Science
Author`s name Timothy Bancroft-Hinchey

Bee decline: Disease or pesticides?

Until now many scientific experts have claimed that disease is the cause of the sharp decline in bee colonies. However, new research points the finger more and more at pesticides. Is mankind destroying the environment to a perilous degree, to the extent that smaller and smaller organisms are dying out?

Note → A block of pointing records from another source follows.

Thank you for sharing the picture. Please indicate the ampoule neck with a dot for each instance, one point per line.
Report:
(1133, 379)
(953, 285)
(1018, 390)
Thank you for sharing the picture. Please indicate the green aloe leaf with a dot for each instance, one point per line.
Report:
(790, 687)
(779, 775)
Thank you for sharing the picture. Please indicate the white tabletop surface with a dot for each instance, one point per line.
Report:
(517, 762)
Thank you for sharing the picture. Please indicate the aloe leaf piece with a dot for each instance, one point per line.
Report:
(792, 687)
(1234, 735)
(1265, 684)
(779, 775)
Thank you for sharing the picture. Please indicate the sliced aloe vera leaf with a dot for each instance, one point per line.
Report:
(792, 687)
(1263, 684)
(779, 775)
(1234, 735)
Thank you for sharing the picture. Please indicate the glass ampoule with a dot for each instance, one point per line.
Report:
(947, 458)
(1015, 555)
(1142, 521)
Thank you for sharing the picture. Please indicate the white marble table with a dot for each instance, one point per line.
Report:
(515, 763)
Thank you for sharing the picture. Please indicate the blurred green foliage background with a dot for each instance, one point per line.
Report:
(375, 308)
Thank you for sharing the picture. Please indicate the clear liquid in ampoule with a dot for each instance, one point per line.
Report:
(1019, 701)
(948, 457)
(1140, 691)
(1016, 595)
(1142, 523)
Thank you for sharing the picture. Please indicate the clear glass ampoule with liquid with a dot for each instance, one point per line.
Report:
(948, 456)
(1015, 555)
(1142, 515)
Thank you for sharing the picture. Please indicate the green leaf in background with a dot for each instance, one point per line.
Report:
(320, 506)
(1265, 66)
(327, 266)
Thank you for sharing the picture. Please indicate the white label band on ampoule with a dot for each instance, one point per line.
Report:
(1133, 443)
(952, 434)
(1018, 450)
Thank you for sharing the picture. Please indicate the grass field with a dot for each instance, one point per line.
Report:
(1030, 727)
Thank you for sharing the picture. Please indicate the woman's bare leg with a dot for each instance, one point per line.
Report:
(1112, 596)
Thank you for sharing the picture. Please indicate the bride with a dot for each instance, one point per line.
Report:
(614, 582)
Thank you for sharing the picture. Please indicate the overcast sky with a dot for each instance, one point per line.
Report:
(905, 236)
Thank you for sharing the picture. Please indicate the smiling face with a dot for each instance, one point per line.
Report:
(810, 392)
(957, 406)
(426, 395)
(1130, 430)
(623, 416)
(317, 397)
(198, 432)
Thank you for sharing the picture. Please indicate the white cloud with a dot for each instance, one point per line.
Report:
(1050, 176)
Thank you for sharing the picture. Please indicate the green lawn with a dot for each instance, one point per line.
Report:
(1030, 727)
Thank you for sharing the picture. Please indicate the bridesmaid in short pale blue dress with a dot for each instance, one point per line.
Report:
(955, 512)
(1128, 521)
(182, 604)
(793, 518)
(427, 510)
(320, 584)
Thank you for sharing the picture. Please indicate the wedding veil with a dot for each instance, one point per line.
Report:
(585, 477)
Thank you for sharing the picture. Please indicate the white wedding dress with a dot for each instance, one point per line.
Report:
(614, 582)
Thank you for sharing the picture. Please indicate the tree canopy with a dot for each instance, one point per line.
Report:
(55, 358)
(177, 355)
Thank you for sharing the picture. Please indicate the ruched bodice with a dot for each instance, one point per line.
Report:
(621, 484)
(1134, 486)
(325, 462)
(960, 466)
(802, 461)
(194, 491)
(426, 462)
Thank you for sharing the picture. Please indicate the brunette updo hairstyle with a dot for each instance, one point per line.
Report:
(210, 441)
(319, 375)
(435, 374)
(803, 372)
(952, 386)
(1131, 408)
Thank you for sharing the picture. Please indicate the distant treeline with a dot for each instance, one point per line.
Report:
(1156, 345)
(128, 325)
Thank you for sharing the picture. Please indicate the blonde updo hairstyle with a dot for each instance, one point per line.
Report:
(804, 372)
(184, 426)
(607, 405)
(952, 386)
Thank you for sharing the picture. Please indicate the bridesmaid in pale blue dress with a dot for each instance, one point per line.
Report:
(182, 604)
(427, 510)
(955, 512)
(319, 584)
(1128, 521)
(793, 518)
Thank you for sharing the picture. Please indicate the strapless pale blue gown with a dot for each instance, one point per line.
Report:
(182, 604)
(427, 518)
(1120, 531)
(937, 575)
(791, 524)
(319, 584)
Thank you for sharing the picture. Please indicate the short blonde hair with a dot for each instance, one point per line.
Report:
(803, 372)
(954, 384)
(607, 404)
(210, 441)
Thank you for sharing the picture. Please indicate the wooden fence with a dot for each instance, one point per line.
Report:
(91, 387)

This issue is raised in an article published on October 21 in Nature magazine (*), titled "The buzz about pesticides" written by Charlotte Stoddart. The article starts with the ominous warning "Bees, the most important pollinators of crops, are in trouble" because their population is dropping sharply round the globe.

 

Scientists postulate several theories for the decline of bees: parasites, such as the Varroa mite, pathogens (diseases), pesticides, declining foraging resources. The question is further complicated by a scarcity of real information, by the lack of far-reaching studies which assess impact on bees and not crops and humans. This shocking lack of information has seen British government ministers, for example, declare that while certain pesticides have not been tested for their effect on bees, they are perfectly safe to use. Safe for whom?

Indeed, when speaking about "bees" we are speaking about 20,000 species in nine families (discovered to date) and date on honey bees, for example, may be different from other data on bumblebees.  However, more and more fingers point towards the combined effects of exposure to different types of pesticides, which would enable those connected with the production of one or another type to refute the evidence because analysing just one kind can produce ambiguous results.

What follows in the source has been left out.